A negociação das regras opõe os países em desenvolvimento (detentores da riqueza biológica) e os países mais desenvolvidos (detentores das indústrias e da tecnologia). "É um debate com dois pontos de vista, o daqueles que têm e o daqueles que usam a biodiversidade", disse o secretário de Biodiversidade e Florestas do Ministério do Meio Ambiente, João Paulo Capobianco. "Para o Brasil, trata-se de uma questão estratégica, pois precisamos de um regime nos dois sentidos."

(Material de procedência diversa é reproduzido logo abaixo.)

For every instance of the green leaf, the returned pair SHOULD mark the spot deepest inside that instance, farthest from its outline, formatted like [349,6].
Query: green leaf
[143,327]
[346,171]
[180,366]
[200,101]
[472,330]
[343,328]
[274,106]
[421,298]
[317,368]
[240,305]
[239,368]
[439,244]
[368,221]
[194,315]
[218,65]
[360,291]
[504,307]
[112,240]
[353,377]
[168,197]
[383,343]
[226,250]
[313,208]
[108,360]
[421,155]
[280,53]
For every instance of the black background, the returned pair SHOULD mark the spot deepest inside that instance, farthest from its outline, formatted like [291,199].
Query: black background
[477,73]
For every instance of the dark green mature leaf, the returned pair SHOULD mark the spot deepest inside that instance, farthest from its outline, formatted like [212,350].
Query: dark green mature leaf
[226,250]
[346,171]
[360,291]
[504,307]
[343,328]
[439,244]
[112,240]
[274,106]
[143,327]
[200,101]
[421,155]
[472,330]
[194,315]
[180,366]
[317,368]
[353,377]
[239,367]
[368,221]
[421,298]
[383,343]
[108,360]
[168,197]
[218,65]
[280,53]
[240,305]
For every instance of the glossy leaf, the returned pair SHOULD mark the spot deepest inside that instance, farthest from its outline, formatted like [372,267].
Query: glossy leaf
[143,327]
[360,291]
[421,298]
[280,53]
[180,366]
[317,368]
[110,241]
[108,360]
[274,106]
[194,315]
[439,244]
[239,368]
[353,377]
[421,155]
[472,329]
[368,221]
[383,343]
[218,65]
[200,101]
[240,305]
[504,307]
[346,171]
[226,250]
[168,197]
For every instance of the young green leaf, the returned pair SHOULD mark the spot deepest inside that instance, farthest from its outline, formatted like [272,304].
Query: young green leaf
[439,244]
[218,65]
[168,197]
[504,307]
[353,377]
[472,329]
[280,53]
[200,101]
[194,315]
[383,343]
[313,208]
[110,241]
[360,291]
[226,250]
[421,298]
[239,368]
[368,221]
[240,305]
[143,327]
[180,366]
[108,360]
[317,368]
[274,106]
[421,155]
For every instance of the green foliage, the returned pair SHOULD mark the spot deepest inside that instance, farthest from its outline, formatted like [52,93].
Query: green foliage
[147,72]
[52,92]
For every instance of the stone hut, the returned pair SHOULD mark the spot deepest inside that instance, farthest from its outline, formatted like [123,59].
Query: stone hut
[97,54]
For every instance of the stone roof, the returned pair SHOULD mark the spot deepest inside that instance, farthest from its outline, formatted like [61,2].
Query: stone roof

O Brasil quer garantir que sua biodiversidade não será explorada por outros países sem as garantias de reconhecimento e repartição de benefícios - inclusive com as comunidades detentoras do conhecimento. "Antes, a biodiversidade era considerada patrimônio comum da humanidade. A convenção estabeleceu que os recursos são de soberania dos países, e não do mundo", explica a coordenadora geral de Políticas e Programas em Biodiversidade do Ministério da Ciência e Tecnologia (MCT), Ione Egler.

Cabe a cada país estabelecer regras internas de acesso e repartição de benefícios da biodiversidade. Nesse aspecto, o Brasil, mais uma vez, chega à reunião com a lição de casa incompleta. O projeto de lei que deveria regulamentar o tema ainda nem foi encaminhado ao Congresso, por divergências entre ministérios. A COP 8 vai até o dia 31.